On Friday evening Mr. Firth called me to him, and to my astonishment put a fourpenny piece in my hand.

“There's for thy dinner in Halifax tomorrow, Tom.” He looked round to see that nobody was near, and went on: “I did wrong to strike thee, but the pain in my foot was sharp. Try to forget it, lad.”

“Thank you kindly, Mr. Firth,” I said, less for the four-pence than for his regret for the blow.

Jeremy, as I had expected, received the news that I was to accompany him with a very ill grace. After a few expressions of irritation, as that I should be a clog round his neck, that he was not a wet-nurse, and so on, he sneered at my eagerness to go to Halifax.

“Why are you so eager, eh?” he said. “You think to slip off, do you? You mean to break your apprenticeship and run away?”

“I have told you before, Jeremy,” I said angrily, “I am bound to Mr. Firth for seven years and shall keep my indentures.”

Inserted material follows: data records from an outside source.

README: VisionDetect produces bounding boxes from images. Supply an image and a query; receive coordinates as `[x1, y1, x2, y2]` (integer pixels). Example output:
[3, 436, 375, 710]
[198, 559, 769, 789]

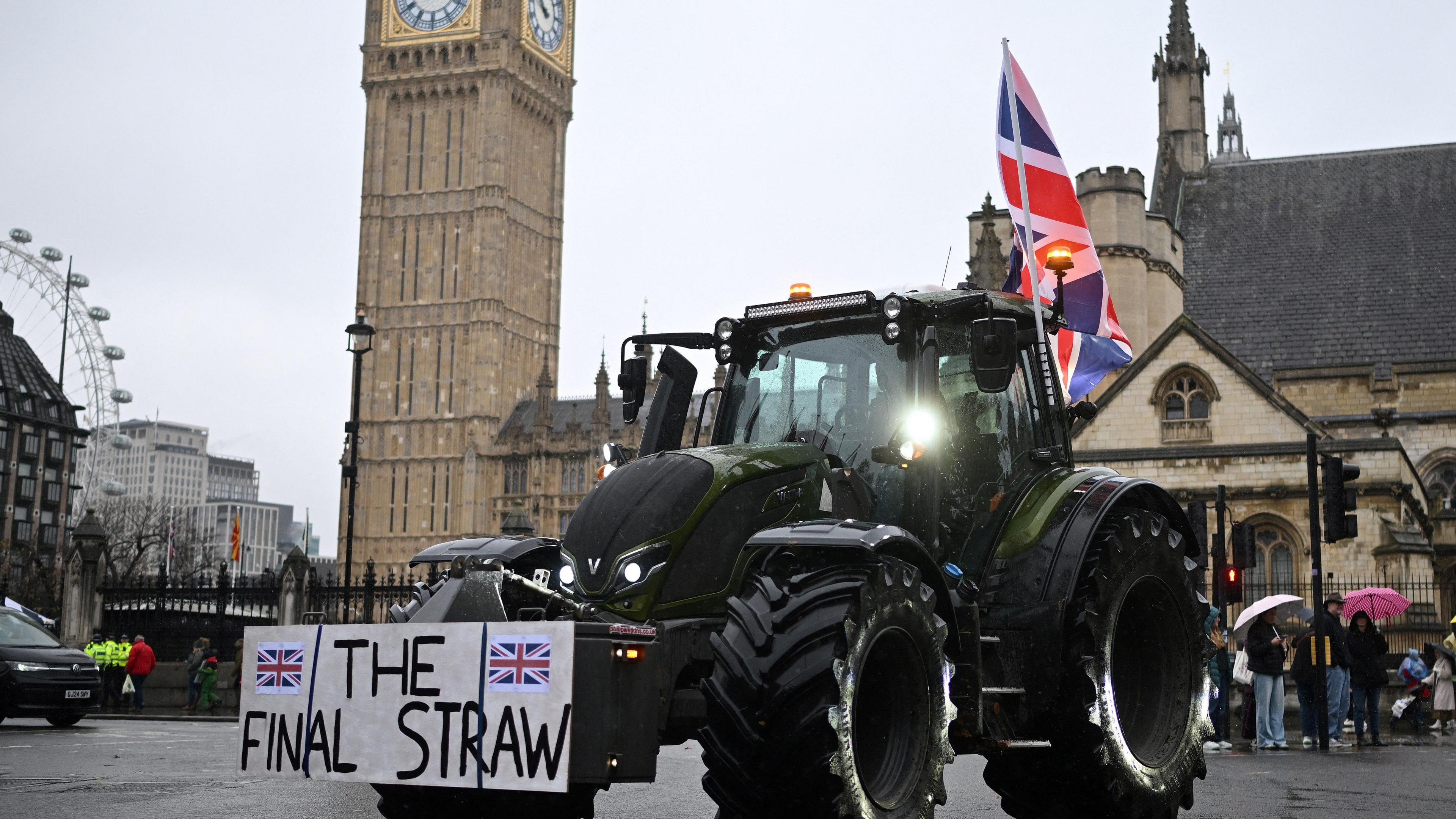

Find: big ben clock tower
[349, 0, 574, 577]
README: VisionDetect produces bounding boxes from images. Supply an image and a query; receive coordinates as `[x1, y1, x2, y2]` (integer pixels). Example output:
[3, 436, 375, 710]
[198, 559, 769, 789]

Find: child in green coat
[196, 657, 223, 711]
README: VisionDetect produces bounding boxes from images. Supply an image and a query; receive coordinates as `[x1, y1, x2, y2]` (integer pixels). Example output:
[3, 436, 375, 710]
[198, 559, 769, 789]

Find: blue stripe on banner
[303, 622, 320, 780]
[996, 74, 1061, 157]
[475, 622, 491, 788]
[1067, 332, 1133, 401]
[1061, 275, 1102, 335]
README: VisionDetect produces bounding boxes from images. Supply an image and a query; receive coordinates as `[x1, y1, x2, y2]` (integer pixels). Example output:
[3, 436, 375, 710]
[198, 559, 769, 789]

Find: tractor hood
[562, 443, 828, 618]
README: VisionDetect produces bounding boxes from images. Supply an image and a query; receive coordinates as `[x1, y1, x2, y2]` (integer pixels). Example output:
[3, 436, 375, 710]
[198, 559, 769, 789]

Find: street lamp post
[344, 313, 374, 595]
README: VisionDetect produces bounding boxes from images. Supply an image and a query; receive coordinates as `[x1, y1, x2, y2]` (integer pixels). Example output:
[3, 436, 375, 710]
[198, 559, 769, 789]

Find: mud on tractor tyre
[700, 557, 955, 819]
[983, 508, 1213, 819]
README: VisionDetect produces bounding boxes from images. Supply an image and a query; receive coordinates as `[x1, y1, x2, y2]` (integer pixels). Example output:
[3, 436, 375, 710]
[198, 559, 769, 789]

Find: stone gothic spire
[1213, 88, 1249, 162]
[536, 348, 556, 436]
[591, 350, 612, 431]
[1149, 0, 1208, 220]
[1166, 0, 1197, 60]
[965, 192, 1010, 290]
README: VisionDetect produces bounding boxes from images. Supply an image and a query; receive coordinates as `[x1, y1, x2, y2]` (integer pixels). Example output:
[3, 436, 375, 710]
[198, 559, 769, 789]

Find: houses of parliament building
[339, 0, 1456, 622]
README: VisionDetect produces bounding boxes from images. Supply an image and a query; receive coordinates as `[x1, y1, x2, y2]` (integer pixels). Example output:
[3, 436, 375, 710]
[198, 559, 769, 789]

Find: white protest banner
[237, 621, 575, 791]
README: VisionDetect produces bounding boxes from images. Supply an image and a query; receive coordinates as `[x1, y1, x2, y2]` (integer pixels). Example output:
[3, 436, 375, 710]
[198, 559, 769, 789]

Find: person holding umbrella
[1321, 592, 1350, 748]
[1233, 595, 1305, 750]
[1345, 603, 1390, 748]
[1243, 609, 1288, 750]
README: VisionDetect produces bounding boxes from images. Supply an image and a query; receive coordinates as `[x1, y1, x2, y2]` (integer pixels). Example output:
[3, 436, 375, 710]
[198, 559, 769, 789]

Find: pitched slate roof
[1178, 143, 1456, 380]
[0, 300, 76, 428]
[1072, 313, 1329, 437]
[501, 395, 623, 436]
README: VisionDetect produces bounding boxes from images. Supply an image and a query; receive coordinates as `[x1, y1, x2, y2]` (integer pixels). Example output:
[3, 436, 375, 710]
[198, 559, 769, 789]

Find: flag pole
[1002, 36, 1057, 406]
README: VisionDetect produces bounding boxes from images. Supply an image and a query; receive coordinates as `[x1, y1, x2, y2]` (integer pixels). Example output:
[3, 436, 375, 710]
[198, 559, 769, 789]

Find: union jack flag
[486, 634, 551, 693]
[253, 643, 303, 693]
[996, 50, 1133, 401]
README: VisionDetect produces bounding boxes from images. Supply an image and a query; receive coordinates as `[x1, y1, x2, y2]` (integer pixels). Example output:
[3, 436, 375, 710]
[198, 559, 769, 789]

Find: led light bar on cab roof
[742, 290, 875, 321]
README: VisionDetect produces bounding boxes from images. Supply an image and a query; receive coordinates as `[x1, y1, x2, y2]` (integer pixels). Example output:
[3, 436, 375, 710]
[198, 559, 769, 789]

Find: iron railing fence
[307, 560, 438, 622]
[1229, 574, 1456, 656]
[100, 563, 278, 663]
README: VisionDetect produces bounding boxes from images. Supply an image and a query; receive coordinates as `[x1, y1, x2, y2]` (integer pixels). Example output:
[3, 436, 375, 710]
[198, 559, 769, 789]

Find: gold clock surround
[520, 0, 577, 74]
[378, 0, 480, 44]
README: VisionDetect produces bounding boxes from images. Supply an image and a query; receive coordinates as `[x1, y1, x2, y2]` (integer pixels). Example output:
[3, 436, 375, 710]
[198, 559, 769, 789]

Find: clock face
[395, 0, 470, 31]
[526, 0, 566, 51]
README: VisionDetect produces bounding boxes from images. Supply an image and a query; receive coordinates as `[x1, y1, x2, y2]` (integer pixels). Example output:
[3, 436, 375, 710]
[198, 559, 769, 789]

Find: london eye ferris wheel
[0, 228, 131, 508]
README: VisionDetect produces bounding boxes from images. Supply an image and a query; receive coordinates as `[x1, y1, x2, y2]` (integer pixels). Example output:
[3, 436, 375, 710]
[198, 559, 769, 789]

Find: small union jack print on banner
[253, 643, 303, 693]
[486, 634, 551, 693]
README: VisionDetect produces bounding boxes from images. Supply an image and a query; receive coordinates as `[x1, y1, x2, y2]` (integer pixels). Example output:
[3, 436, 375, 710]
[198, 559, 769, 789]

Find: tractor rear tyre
[700, 557, 955, 819]
[983, 508, 1213, 819]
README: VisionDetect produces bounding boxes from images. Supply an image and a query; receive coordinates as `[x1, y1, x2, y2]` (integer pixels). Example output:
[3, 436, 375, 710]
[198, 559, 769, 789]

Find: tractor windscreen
[721, 316, 913, 523]
[719, 318, 1047, 565]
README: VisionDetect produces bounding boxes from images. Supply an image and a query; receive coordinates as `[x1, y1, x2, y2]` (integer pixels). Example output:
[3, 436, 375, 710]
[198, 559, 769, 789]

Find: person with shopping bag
[1390, 648, 1431, 731]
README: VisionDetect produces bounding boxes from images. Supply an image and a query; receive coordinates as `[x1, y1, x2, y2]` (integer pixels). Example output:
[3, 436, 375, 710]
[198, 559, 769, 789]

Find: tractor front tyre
[983, 508, 1213, 819]
[700, 557, 955, 819]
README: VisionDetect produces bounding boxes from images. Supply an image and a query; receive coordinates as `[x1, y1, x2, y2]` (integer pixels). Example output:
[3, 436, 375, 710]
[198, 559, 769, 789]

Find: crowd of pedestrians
[1204, 593, 1456, 752]
[83, 632, 157, 714]
[83, 632, 230, 714]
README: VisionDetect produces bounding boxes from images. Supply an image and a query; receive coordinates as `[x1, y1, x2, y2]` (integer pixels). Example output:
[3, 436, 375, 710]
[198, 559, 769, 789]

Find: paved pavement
[0, 720, 1456, 819]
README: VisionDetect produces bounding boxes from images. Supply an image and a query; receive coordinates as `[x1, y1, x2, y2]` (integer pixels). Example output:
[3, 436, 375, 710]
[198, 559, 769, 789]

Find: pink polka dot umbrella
[1341, 586, 1411, 619]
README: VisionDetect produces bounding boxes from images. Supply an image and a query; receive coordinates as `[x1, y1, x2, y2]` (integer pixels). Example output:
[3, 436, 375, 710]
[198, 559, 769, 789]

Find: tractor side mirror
[617, 356, 646, 424]
[638, 347, 697, 458]
[970, 318, 1018, 392]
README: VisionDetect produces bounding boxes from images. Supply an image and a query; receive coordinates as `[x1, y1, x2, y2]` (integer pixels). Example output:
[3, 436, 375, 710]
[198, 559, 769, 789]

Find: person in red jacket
[127, 634, 157, 714]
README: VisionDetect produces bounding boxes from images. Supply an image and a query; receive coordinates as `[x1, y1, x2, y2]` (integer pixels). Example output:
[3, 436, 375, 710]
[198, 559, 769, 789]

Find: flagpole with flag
[996, 39, 1133, 401]
[1002, 36, 1057, 406]
[233, 507, 243, 570]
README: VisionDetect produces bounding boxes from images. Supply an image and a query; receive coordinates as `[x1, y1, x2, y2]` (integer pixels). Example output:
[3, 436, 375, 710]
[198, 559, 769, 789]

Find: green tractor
[376, 289, 1211, 819]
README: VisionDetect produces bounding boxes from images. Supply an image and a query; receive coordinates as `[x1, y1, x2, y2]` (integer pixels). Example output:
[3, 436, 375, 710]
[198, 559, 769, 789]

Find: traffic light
[1324, 455, 1360, 544]
[1222, 565, 1243, 603]
[1229, 523, 1260, 570]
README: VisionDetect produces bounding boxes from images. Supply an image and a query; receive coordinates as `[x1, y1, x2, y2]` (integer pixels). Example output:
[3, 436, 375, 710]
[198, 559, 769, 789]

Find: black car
[0, 608, 100, 727]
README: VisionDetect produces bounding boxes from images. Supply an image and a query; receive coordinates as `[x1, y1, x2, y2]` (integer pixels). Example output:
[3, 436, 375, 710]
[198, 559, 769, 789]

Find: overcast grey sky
[0, 0, 1456, 551]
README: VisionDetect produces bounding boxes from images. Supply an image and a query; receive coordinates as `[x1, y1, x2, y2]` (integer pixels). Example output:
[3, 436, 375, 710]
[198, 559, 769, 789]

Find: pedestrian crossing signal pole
[1305, 433, 1329, 750]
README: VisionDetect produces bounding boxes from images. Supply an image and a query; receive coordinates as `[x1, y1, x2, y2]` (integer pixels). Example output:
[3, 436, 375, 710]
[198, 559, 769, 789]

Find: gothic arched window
[1425, 461, 1456, 510]
[1153, 364, 1219, 443]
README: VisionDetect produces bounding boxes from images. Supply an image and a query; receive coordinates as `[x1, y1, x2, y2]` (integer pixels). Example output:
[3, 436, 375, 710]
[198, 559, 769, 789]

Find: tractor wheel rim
[853, 628, 930, 810]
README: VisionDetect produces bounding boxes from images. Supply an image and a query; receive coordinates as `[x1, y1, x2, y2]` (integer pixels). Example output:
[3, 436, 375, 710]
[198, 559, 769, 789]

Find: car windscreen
[0, 609, 61, 648]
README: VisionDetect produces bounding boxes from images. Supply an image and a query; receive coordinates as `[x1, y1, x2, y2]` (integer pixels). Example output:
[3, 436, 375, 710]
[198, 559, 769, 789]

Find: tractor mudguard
[980, 469, 1194, 608]
[744, 520, 961, 656]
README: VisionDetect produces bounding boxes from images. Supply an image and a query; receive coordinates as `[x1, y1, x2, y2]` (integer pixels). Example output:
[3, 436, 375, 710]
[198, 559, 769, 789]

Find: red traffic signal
[1220, 565, 1243, 603]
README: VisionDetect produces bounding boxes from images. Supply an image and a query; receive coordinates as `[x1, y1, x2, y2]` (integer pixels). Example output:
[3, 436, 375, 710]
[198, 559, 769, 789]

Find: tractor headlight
[879, 293, 905, 321]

However vexed he was at the thought of my company there was nothing Jeremy could do against Mr. Firth's orders. So by four o'clock on Saturday morning he and I were sitting on the side of Mr. Gledhill's wagon, with four pieces of cloth behind us, Mr. Gledhill's three maroon and our one blue. Jeremy drove, which he did ill, I thought; he seemed tired and depressed this morning. For my part I was in great spirits. We set off in the dark, but soon the sun came up and shone brightly, for the weather had taken up and we could see the hills rolling around us for many miles away.

We came down a very steep hillside lane, which I was glad to get to the bottom of, not trusting Jeremy overmuch with the reins, and crossed a ford, which I enjoyed; it was agreeable to see the water splashing round our wheels. Then up another steep hillside and so into the main road to Halifax. This was quite busy with folk going to market; clothiers on horseback with a piece across their saddle, less well-to-do men carrying a piece across their shoulder, their arm akimbo to take the strain; housewives with butter and eggs in baskets; two big wagons each drawn by two horses, piled with cloth. What with the rolling of the wagon wheels, the clop-clop of the horses' hoofs, and the chatter of the passing folk, there was quite a hubbub, and this grew louder as we neared the town. Then, too, everyone was wearing their good go-to-market clothes, so there was colour everywhere. I thought once I saw the scarlet stockings of the pedlar in the distance, but Jeremy turned sharply to the left just then, so I did not get a clear view; besides our pedlar was not the only man to wear red stockings.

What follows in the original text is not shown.